I know: One inning later, the game was over. Machado was the walk-off hero, and the Orioles’ record in one-run games reached an improbable 27-7. Baltimore boarded the team charter for a grueling three-city trip — Oakland, Seattle, Boston — brimming with confidence, and rightfully so. The Orioles appear destined to make the playoffs.

But the Rays are a dangerous team — to the Orioles, to the Yankees, even to a wild-card contender such as the A’s. Particularly if you’re a Yankees fan — with David Price and CC Sabathia set for Friday in the Bronx — it’s unsettling to know that the Rays were further from the playoffs after the same number of games last season. And we know how that turned out.

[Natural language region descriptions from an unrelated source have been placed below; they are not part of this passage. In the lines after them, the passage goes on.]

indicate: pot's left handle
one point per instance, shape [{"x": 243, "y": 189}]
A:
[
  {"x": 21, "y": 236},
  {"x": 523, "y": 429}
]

“We’ve been in difficult moments in the past,” Maddon said. “You’ve got to give the Orioles credit for the way they’re playing right now. They’re not giving up, either. But there’s time left. They have a tough trip coming up. We’ve got plenty of games left. We play them three more times at the end of the year.

“This can be re-had, in a sense. I cannot be upset with my guys. My guys are great.”

They just can’t hit, that’s all.

But that’s never stopped them before.